So you see results like:

PortalSuspended Result(4) [
  { generate_series: 1 },
  { generate_series: 2 },
  { generate_series: 1 },
  { generate_series: 2 }
]

ghost avatar Feb 05 '23 17:02 ghost

Interleaving of results can be fixed by:

https://megous.com/dl/tmp/fix1.patch

diff --git a/src/connection.js b/src/connection.js
index ca3c8cc81aa6..85dce8cb350e 100644
--- a/src/connection.js
+++ b/src/connection.js
@@ -792,12 +794,15 @@ function Connection(options, queues = {}, { onopen = noop, onend = noop, onclose
   }
 
   async function PortalSuspended() {
+    let res = result;
+    result = new Result();
+    rows = 0
+
     try {
-      const x = await Promise.resolve(query.cursorFn(result))
-      rows = 0
+      const x = await Promise.resolve(query.cursorFn(res))
       x === CLOSE
         ? write(Close(query.portal))
-        : (result = new Result(), write(Execute('', query.cursorRows)))
+        : write(Execute('', query.cursorRows, query))
     } catch (err) {
       write(Sync)
       query.reject(err)

I suppose more data rows can arrive via connection for other pipelined queries while cursorFn() runs, so results/rows need to be reset immediately.

This doesn't fix a wrong data being passed to a wrong query when pipelining the cursor queries, since Connection() is not written with assumptiuon that pipelined query results may interleave. (When you pipeline "cursor" query, you get result batches for each query interleaved from the server) Connection() assumes queries finish nicely one after the other in the order they were issued.

So I guess, disabling pipelining when using cursor queries is the easy workaround for this issue (after applying the above patch).

ghost avatar Feb 05 '23 17:02 ghost

Hmm, looking at protocol docs, there's no interleaving... I guess pipelining multiple queries with unnamed portal just causes the protal to be immediately replaced by the subsequent query after the first batch of result from the previous query, and that's what I see in the server responses:

  • send 3 queries without waiting for the results (queries generate 10 results), we request 4 results
  • receive first 4 results for the first query
  • receive first 4 results for the second query
  • receive first 4 results for the third query
  • receive next 4 results for the third query
  • receive last 2 results for the third query

So the solution may simple be to block further pipelining if the current query is a cursor one.

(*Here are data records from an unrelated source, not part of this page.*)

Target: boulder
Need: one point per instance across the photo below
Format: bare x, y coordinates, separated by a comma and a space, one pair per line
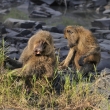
103, 23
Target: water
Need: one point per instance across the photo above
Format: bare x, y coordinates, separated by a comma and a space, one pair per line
70, 16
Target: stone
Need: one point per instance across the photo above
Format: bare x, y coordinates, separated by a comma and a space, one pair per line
105, 55
106, 11
98, 3
103, 23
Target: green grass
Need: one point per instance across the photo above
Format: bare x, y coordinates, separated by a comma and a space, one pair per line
14, 13
77, 95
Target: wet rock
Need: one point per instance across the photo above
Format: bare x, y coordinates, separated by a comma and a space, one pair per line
44, 11
98, 3
12, 49
37, 26
49, 2
108, 36
24, 32
50, 28
103, 23
12, 23
76, 2
103, 33
60, 28
4, 11
40, 14
106, 12
105, 55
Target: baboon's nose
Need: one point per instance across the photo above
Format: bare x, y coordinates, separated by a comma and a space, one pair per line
38, 51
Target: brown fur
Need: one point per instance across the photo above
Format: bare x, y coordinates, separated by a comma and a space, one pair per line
39, 63
84, 48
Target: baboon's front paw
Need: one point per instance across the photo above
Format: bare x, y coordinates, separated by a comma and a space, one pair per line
61, 64
81, 61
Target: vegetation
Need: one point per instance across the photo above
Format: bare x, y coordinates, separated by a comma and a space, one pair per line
14, 13
78, 94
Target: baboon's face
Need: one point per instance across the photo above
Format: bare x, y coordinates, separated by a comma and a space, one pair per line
40, 47
71, 36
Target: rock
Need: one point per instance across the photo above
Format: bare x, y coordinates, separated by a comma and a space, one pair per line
105, 55
104, 63
37, 26
11, 23
106, 11
12, 49
60, 28
51, 11
103, 33
103, 23
105, 47
108, 36
49, 2
98, 3
24, 32
4, 11
50, 28
105, 71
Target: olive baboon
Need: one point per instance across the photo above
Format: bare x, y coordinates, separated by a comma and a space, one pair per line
38, 57
84, 49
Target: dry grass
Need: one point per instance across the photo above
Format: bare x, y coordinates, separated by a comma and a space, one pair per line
81, 95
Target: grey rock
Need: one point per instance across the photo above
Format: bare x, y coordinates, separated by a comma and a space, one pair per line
4, 11
108, 36
105, 55
12, 23
101, 23
106, 11
98, 3
12, 49
60, 28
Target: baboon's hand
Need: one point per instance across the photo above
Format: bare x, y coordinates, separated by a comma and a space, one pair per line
62, 63
81, 61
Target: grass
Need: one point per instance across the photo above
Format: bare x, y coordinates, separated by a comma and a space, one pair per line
77, 95
14, 13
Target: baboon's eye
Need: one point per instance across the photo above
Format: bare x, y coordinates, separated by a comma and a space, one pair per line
44, 44
70, 32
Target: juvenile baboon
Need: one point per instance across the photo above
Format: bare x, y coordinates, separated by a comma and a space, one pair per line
38, 57
84, 49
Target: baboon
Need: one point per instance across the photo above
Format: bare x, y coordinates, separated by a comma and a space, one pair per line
38, 57
84, 49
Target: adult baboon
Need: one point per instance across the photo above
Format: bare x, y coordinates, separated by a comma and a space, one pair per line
84, 49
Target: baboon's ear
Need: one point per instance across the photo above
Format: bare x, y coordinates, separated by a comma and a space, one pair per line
69, 31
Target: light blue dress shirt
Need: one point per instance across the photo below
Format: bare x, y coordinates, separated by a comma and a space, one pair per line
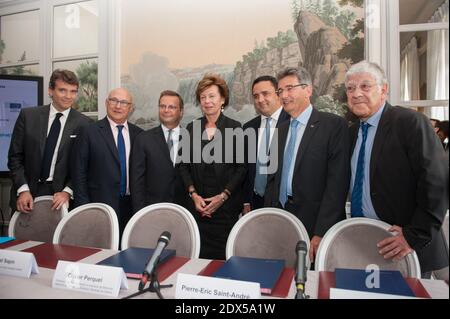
303, 118
367, 206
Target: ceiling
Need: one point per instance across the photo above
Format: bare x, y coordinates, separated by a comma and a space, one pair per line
417, 11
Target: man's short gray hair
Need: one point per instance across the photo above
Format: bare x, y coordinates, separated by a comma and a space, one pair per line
367, 67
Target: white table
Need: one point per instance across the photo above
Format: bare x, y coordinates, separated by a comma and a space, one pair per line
39, 286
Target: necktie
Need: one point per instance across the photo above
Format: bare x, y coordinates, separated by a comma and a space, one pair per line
356, 208
50, 144
261, 173
287, 161
123, 161
170, 144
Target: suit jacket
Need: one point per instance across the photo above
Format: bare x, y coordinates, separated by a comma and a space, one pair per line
153, 178
28, 144
255, 124
409, 181
321, 172
96, 165
229, 175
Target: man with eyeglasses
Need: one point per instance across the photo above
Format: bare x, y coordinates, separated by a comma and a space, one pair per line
312, 177
39, 154
398, 172
271, 115
154, 178
100, 165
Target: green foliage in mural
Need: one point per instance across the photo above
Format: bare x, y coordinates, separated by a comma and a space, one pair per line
354, 48
87, 75
282, 40
329, 12
326, 103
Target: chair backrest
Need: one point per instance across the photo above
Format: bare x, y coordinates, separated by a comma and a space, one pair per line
145, 227
352, 243
39, 224
270, 233
89, 225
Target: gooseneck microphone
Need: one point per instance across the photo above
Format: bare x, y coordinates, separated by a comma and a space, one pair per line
300, 278
154, 260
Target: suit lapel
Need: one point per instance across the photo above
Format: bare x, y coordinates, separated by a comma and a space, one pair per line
43, 124
383, 130
282, 132
68, 129
106, 133
310, 130
161, 141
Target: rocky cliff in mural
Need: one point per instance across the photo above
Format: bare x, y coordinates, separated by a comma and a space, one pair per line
316, 49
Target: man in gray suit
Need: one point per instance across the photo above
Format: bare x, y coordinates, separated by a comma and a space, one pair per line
42, 138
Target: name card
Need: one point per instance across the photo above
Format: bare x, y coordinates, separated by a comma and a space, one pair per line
202, 287
17, 263
95, 279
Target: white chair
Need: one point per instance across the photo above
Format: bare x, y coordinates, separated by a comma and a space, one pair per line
352, 243
270, 233
145, 227
89, 225
39, 224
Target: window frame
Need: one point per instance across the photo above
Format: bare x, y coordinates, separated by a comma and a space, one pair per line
383, 46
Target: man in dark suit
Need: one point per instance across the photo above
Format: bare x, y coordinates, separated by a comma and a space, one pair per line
100, 166
312, 177
268, 105
41, 142
398, 172
153, 175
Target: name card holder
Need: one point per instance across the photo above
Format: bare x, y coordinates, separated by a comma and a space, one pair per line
17, 263
95, 279
202, 287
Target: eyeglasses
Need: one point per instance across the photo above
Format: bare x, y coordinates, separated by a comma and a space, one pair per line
122, 103
289, 88
365, 87
169, 107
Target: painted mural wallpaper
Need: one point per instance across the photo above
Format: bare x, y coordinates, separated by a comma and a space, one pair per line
239, 40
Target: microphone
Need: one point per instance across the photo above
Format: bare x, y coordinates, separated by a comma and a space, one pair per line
300, 278
154, 260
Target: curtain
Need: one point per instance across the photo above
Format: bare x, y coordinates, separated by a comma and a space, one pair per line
409, 72
437, 63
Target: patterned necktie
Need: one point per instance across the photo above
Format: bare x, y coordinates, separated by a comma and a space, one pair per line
287, 161
261, 167
50, 145
170, 144
123, 161
356, 208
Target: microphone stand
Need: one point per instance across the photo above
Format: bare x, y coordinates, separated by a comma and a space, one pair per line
153, 287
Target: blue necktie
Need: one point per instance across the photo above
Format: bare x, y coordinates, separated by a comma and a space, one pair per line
50, 145
170, 145
356, 207
287, 161
123, 161
261, 174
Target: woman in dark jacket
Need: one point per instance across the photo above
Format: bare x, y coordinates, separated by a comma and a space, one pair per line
213, 181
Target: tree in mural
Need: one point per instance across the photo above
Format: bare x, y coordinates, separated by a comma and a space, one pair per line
87, 75
329, 13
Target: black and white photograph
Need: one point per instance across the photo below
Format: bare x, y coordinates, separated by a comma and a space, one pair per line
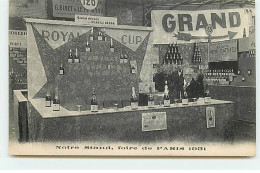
132, 77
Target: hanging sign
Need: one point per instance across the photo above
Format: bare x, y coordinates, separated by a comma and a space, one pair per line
210, 117
68, 8
17, 38
95, 20
223, 51
154, 121
197, 26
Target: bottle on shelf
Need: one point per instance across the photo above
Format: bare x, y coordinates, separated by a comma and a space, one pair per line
150, 98
121, 58
166, 98
100, 37
184, 98
125, 59
76, 60
91, 37
134, 99
94, 103
207, 97
88, 49
56, 101
112, 48
61, 69
48, 98
70, 58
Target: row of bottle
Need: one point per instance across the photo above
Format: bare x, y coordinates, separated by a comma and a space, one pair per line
197, 54
173, 55
111, 46
218, 74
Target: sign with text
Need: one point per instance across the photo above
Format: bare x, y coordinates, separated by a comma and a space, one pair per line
210, 117
154, 121
190, 26
69, 8
17, 38
251, 37
95, 20
223, 51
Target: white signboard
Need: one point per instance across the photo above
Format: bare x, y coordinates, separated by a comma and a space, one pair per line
17, 38
190, 26
210, 117
95, 20
154, 121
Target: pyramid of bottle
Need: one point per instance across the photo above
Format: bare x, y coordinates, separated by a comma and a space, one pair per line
197, 54
173, 55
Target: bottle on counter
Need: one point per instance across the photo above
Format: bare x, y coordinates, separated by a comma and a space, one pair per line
166, 98
48, 98
56, 101
61, 71
134, 99
70, 58
112, 48
93, 102
76, 60
184, 98
91, 37
207, 97
88, 49
100, 37
150, 98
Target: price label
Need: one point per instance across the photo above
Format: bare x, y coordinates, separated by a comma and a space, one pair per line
89, 4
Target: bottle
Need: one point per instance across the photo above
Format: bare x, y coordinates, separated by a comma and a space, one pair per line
56, 101
150, 99
121, 58
76, 60
70, 58
91, 37
166, 98
125, 59
100, 38
48, 98
94, 103
184, 99
61, 69
112, 49
207, 97
88, 49
134, 99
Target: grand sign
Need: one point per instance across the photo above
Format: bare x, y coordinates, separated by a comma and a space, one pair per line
182, 26
68, 8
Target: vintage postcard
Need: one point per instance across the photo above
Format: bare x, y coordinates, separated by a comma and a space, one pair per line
132, 77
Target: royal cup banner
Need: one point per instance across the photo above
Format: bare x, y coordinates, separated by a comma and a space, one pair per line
190, 26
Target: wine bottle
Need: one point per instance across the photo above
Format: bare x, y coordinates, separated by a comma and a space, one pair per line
134, 99
121, 58
166, 98
88, 49
48, 98
125, 59
76, 60
94, 103
61, 69
112, 49
100, 38
91, 37
184, 98
150, 98
207, 95
56, 101
70, 58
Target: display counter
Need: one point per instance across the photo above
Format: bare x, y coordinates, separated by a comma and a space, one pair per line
186, 123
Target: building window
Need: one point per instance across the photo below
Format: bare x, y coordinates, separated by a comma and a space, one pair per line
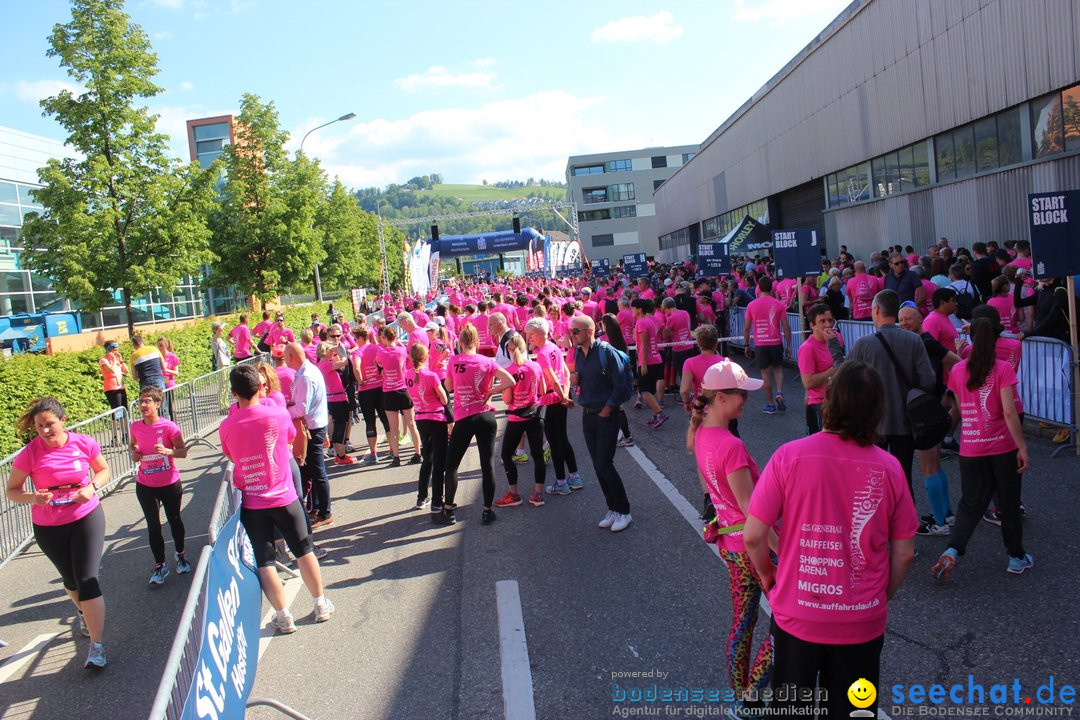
585, 216
591, 195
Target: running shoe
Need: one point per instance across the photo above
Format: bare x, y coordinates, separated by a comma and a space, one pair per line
945, 565
159, 575
509, 500
558, 488
608, 519
95, 659
323, 610
1018, 565
283, 622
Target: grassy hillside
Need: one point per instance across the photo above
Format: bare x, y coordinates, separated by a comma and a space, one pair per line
472, 193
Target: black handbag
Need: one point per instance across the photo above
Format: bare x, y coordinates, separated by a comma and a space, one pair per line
930, 421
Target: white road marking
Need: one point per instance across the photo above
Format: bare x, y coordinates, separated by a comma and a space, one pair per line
267, 633
682, 504
517, 702
15, 663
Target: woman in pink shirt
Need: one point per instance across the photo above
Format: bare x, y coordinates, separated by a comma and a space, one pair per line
846, 546
65, 471
729, 473
474, 379
154, 444
993, 450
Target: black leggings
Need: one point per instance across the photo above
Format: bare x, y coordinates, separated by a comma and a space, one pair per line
76, 551
483, 428
288, 519
170, 499
562, 451
433, 443
370, 405
511, 436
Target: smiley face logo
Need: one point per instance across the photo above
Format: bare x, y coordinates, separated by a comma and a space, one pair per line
862, 693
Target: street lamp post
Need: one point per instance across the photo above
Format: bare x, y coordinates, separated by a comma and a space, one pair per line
350, 116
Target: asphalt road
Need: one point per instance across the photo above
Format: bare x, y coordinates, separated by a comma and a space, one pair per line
416, 632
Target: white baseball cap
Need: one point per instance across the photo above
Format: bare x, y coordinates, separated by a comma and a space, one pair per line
729, 376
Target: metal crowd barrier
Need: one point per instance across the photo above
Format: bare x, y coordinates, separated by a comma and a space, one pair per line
198, 407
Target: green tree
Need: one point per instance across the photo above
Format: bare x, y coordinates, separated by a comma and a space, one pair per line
122, 218
264, 225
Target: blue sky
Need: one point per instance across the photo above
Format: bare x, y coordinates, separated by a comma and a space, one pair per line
471, 90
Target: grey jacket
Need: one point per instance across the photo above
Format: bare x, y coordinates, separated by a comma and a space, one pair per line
913, 357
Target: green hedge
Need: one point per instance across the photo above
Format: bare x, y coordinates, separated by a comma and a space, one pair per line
76, 379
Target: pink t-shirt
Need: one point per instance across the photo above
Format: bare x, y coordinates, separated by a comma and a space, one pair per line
424, 395
647, 339
838, 519
984, 431
50, 467
392, 361
241, 341
258, 440
696, 368
814, 357
156, 471
861, 291
472, 377
767, 313
528, 381
719, 453
942, 329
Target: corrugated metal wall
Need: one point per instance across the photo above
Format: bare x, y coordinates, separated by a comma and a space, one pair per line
894, 72
988, 207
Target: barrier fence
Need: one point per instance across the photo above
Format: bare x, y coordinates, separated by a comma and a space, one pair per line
197, 406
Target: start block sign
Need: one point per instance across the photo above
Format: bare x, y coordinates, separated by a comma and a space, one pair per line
1055, 240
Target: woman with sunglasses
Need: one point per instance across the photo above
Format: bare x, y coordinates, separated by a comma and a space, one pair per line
156, 442
66, 471
729, 474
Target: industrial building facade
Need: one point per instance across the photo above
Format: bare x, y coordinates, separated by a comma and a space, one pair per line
903, 122
613, 195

ghost avatar Feb 05 '23 18:02 ghost

A complete fix for the issue https://megous.com/dl/tmp/0001-Don-t-allow-pipelining-on-top-of-cursor-query-fixes-.patch

Feel free to apply it to your repo.

ghost avatar Feb 05 '23 18:02 ghost

I tested it quite a bit in the last month, and it seems to work reliably with the above patch applied.

ghost avatar Mar 08 '23 21:03 ghost

Sorry for the silence @megous , haven't had time to engage much.. Sounds great about the patch, I've applied it and added some tests, it looks good! I'll push and do a release for it ;)

porsager avatar Mar 08 '23 21:03 porsager

Perfect, thank you. :)

ghost avatar Mar 20 '23 10:03 ghost